Thus, the purpose of our study is to examine the factor structure of responses to items designed to measure the knowledge strategy constructs of exploration and exploitation and to provide evidence of external validity using other measures of theoretically-related variables. In keeping with this concern for greater methodological rigor we suggest that the further delineation of these two constructs is appropriate and necessary for future research in this area. In the sections that follow, we give some insight into the theoretical background of our focal constructs, an overview of our analytical methods, the results of our analysis, and a discussion of these results.

THEORETICAL BACKGROUND

A knowledge strategy can be viewed as a firm's set of strategic choices regarding two knowledge domains: 1) exploration, or the creation or acquisition of new knowledge and 2) exploitation, or the ability to leverage existing knowledge to create new organizational products and processes. A firm's knowledge strategy guides its resource allocation--the degree to which the firm focuses its resources on either generating radically new knowledge or incrementally enhancing the existing knowledge base (March, 1991; Bierly and Chakrabarti, 1996). In addressing these trade-offs, March (1991) argued that exploitation is likely to maximize profits in the short run, and that exploration is more likely to maximize long-term firm success. Accordingly, exploration entails higher costs and increased risk for a firm, but is more likely to lead to a sustainable competitive advantage. However, concentrating resources too heavily on exploration may prevent firms from reaping the benefits that come from developing these knowledge breakthroughs. Focusing on exploration tends to slow down the development and refinement of skills and processes associated with the firm's current competencies. On the other hand, a strong commitment to an exploitation strategy entails trade-offs as well. According to March (1991), organizations that focus on the incremental knowledge gain associated with exploitation may find themselves to be experts in areas that have become obsolete, thus getting better and better at things that customers no longer value.

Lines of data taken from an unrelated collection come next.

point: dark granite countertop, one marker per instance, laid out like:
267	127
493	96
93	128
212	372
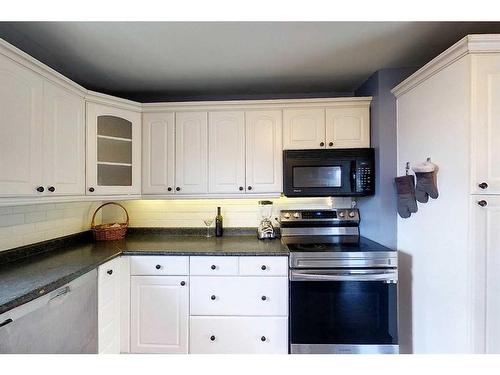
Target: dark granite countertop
32	271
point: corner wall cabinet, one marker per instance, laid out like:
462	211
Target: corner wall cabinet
456	93
113	150
42	135
61	142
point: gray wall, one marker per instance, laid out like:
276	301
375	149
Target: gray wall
378	213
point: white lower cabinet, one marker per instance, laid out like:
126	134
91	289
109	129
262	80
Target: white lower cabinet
159	314
238	335
228	304
256	296
108	302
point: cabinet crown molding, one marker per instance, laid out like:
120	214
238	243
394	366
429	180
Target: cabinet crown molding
470	44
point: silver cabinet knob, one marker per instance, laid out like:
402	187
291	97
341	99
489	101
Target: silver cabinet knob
482	203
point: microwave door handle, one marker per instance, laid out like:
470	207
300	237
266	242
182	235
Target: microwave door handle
387	276
353	176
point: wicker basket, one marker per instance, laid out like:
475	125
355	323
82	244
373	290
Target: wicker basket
109	232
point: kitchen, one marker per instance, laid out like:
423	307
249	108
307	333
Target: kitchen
346	261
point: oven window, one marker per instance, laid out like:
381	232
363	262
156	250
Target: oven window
343	312
317	177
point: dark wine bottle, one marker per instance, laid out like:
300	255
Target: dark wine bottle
218	224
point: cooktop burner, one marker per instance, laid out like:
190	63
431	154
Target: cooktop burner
332	244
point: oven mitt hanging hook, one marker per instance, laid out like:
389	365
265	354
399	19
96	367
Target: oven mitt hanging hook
405	187
426	181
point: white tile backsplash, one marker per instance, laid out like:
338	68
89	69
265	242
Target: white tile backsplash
24	225
191	212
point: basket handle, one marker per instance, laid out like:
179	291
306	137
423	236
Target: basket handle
92	224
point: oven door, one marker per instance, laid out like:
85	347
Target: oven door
343	311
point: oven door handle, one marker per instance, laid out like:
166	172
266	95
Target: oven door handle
378	275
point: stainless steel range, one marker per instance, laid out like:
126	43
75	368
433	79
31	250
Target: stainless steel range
343	287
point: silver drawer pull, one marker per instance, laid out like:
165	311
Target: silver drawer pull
61	292
5	322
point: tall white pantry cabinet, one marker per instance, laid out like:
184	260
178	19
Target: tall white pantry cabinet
449	110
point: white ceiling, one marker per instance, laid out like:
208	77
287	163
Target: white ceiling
152	61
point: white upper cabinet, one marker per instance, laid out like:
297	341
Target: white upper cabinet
21	102
303	128
158	153
191	154
347	127
485	124
64	141
226	135
264	153
113	150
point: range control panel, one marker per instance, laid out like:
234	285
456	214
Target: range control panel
337	214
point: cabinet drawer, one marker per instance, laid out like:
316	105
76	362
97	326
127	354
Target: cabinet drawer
238	335
264	266
250	296
159	265
214	266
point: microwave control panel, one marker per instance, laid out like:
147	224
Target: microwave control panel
364	178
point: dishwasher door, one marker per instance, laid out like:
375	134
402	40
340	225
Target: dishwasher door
63	321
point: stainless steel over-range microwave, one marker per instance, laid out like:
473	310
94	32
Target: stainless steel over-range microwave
335	172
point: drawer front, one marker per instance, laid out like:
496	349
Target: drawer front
264	266
159	265
249	296
238	335
214	266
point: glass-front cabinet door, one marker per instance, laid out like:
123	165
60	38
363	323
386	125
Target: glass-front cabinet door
113	150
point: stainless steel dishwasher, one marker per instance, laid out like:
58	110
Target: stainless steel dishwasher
63	321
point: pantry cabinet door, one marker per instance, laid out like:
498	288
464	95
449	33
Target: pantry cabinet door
20	130
264	153
485	125
159	314
485	252
158	153
303	128
348	127
113	150
64	141
191	153
226	147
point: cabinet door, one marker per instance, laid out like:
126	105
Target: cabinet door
158	153
64	141
485	129
226	134
159	314
113	150
485	237
303	128
109	307
264	153
191	143
20	130
348	127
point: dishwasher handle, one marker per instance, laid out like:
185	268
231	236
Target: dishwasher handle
387	275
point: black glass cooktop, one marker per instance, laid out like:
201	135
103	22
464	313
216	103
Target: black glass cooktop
332	243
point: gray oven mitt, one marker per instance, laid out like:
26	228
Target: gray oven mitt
426	186
405	187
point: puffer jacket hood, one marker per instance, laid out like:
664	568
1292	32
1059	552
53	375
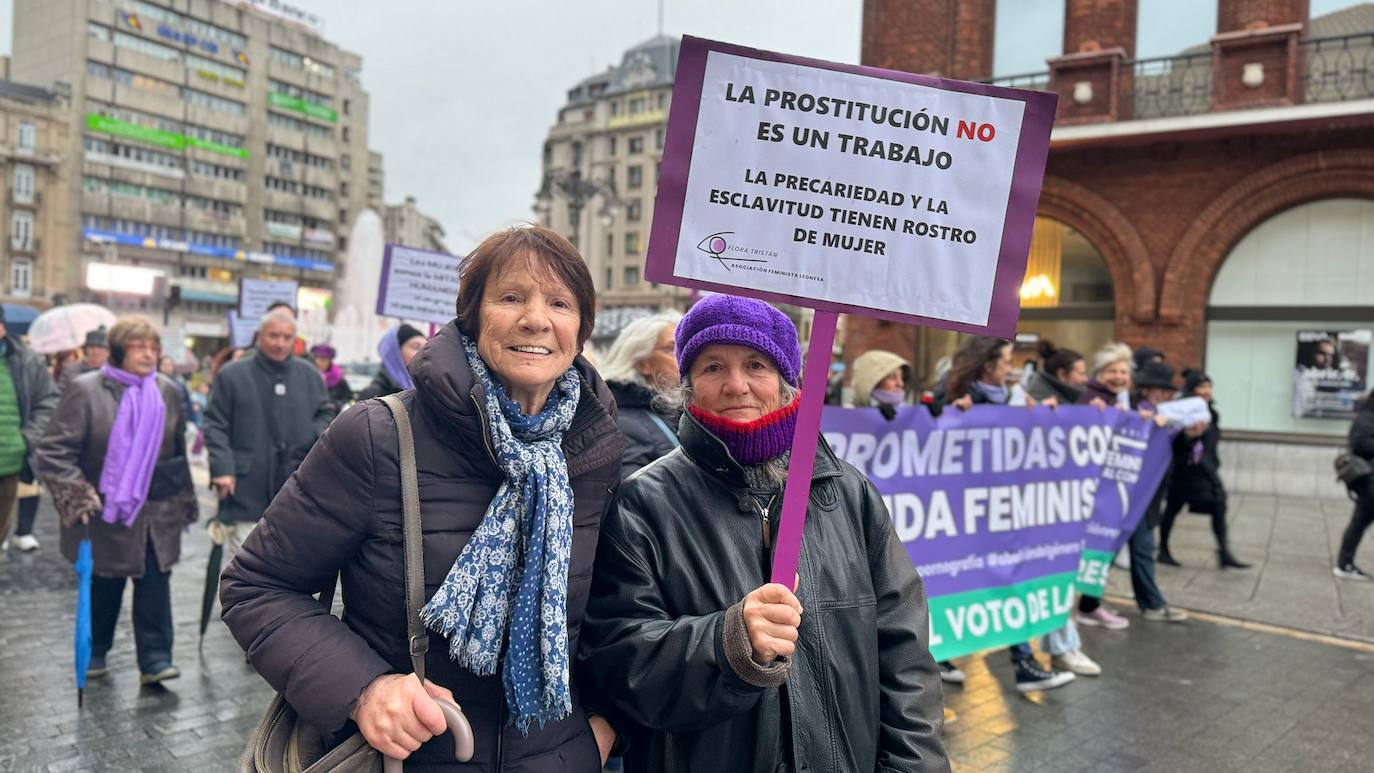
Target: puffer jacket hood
870	368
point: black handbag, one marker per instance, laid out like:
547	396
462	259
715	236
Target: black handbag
282	742
171	477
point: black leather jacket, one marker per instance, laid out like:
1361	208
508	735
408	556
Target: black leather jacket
684	543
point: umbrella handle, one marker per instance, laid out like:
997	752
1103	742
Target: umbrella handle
458	725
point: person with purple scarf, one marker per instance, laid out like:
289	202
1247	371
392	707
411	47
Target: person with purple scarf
335	385
704	663
397	348
114	459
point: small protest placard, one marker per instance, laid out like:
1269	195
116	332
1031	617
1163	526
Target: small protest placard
418	284
257	294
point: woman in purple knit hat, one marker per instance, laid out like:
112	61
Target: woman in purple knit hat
704	663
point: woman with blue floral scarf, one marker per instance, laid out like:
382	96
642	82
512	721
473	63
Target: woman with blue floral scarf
518	456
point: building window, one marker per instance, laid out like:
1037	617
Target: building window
24	184
28	136
21	231
21	276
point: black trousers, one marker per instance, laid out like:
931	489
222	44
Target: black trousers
1360	521
1171	514
151	614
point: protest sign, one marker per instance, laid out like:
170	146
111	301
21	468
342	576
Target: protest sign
995	505
257	294
241	330
1135	466
844	188
418	284
991	505
1185	412
1330	374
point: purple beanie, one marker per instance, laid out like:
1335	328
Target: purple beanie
739	321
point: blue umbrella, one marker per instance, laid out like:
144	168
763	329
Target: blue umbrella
17	317
83	633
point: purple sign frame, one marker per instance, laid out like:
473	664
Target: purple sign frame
1028	175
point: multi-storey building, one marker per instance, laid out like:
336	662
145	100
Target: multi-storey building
601	172
406	224
36	203
212	140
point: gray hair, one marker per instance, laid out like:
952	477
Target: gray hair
276	316
1110	354
632	346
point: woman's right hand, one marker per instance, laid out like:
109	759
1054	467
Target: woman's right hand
396	713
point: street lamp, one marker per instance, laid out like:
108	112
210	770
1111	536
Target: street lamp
579	192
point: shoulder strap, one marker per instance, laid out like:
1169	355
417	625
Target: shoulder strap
415	633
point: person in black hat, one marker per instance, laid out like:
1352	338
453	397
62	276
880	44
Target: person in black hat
1154	383
1196	479
397	348
95	352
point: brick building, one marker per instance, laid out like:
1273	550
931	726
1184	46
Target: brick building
1211	202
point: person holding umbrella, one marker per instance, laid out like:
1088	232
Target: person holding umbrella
28	397
114	459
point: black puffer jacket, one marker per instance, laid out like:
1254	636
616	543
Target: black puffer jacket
1198	482
684	544
647	434
342	512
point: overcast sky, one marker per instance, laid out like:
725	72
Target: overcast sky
463	92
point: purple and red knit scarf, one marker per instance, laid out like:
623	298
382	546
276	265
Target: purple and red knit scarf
755	441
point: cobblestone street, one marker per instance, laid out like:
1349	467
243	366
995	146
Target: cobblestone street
1205	696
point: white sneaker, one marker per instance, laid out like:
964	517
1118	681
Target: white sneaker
1077	662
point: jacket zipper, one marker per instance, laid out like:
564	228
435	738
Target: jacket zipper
487	431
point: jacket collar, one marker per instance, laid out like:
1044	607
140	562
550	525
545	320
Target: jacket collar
712	455
445	385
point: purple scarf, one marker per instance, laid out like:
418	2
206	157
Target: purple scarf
756	441
135	442
331	375
390	352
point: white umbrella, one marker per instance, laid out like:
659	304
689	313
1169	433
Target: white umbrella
62	328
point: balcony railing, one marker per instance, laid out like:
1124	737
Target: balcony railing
1169	85
1338	67
1329	69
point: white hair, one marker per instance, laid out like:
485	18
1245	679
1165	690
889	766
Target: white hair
634	345
276	316
1110	354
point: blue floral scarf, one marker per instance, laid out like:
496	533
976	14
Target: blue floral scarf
513	574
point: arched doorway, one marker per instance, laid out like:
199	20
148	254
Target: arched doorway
1304	273
1066	294
1066	297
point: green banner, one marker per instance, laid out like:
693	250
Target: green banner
1093	573
106	125
216	147
302	106
999	617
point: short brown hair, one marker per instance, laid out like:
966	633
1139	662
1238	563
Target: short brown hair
125	332
544	249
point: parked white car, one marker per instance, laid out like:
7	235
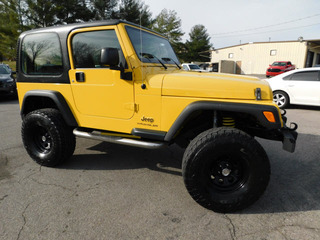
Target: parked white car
300	86
192	67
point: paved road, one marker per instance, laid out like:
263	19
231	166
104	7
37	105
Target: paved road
108	191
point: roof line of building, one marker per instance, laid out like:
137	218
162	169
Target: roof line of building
311	40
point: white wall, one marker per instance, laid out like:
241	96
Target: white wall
255	57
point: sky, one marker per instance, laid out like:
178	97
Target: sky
234	22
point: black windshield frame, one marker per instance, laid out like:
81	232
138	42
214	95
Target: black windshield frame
152	44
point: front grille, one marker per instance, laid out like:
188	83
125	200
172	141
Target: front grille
274	70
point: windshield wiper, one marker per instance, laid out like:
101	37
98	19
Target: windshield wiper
170	59
150	56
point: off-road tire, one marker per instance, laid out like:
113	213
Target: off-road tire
47	138
281	99
225	169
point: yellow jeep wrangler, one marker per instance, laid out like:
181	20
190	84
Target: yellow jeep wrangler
118	82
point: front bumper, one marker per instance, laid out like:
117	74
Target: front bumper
7	88
289	137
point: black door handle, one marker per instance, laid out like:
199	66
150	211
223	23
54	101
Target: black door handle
80	77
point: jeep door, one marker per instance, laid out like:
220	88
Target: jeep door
99	90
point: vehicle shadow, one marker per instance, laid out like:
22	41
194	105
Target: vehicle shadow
294	180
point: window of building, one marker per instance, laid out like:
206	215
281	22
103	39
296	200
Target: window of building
273	52
41	54
86	48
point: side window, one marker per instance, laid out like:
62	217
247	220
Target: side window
41	54
305	76
86	48
288	77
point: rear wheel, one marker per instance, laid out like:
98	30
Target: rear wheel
281	99
225	169
47	138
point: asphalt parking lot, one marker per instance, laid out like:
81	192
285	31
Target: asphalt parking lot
109	191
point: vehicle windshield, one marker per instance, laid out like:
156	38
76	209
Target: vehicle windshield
4	70
147	44
193	66
282	64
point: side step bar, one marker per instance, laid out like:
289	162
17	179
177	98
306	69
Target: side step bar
118	140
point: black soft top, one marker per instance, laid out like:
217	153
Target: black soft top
64	30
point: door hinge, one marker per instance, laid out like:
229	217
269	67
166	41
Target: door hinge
132	106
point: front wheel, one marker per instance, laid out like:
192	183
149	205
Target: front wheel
225	169
47	138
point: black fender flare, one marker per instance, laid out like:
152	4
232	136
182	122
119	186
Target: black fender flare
255	110
57	98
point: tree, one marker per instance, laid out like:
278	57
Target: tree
9	28
199	42
71	11
169	25
135	11
41	13
104	9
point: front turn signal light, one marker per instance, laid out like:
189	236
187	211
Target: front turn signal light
269	116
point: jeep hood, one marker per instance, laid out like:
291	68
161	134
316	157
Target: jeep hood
214	85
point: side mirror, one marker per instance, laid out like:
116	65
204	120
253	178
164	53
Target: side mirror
109	56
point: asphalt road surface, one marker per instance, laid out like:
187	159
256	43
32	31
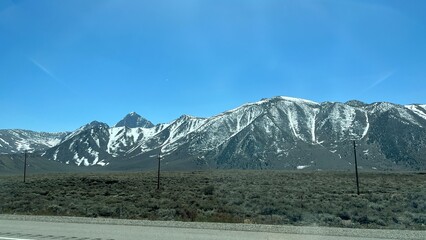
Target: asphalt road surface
67	228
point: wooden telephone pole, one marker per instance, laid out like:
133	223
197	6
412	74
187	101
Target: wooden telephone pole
158	174
356	170
25	164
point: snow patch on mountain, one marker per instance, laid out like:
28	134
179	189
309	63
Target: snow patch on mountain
419	110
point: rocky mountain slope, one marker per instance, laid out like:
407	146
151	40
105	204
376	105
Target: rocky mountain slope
18	140
276	133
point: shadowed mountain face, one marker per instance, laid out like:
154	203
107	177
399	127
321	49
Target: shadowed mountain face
133	120
277	133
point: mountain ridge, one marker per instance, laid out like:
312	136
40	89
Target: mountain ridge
276	133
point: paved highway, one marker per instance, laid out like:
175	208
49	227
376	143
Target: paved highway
36	228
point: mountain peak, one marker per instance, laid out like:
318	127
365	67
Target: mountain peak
94	124
133	120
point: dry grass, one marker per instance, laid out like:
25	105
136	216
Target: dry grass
387	200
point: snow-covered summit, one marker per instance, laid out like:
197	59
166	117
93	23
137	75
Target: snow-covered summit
133	120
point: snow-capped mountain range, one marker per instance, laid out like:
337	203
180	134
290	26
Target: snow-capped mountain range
276	133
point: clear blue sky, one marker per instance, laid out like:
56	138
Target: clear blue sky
66	63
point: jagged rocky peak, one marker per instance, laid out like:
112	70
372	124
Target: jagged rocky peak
133	120
96	124
356	103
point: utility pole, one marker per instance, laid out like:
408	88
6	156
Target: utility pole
25	164
356	170
158	174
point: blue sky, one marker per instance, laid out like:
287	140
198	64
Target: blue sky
66	63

Exploration and Exploitation Constructs

Conceptualizing exploration and exploitation as two separate constructs implies that they are not simply the two extremes of a single continuum (wherein movement toward one strategy inherently means movement away from the other). Rather, they are two sets of strategic choices, each positioning the firm to develop their intellectual capital in a specific direction, toward excellence in either the creation and acquisition of new knowledge or the leveraging of existing knowledge. In essence, the orthogonal nature of the constructs indicates that firms may pursue one, both (simultaneously), or neither of the strategies. Because certain strategic choices, such as the decision to develop competence in a specific technology, may be necessary to both exploration and exploitation, and therefore would represent overlap in the two sets of strategic choices, we expect a moderate degree of positive correlation between the two constructs. Researchers (March, 1991; Bierly and Chakrabarti, 1996; Zack, 1999) have made claims as to the existence of differentiated knowledge strategies; however, there has been very little empirical research conducted in this area. Using a cluster analysis, Bierly and Chakrabarti (1996) did find evidence of distinct knowledge strategies, but their study was limited to large resource-rich pharmaceutical companies. Yet we believe each orientation to have enough unique elements that exploration can be viewed as independent and distinct from exploitation.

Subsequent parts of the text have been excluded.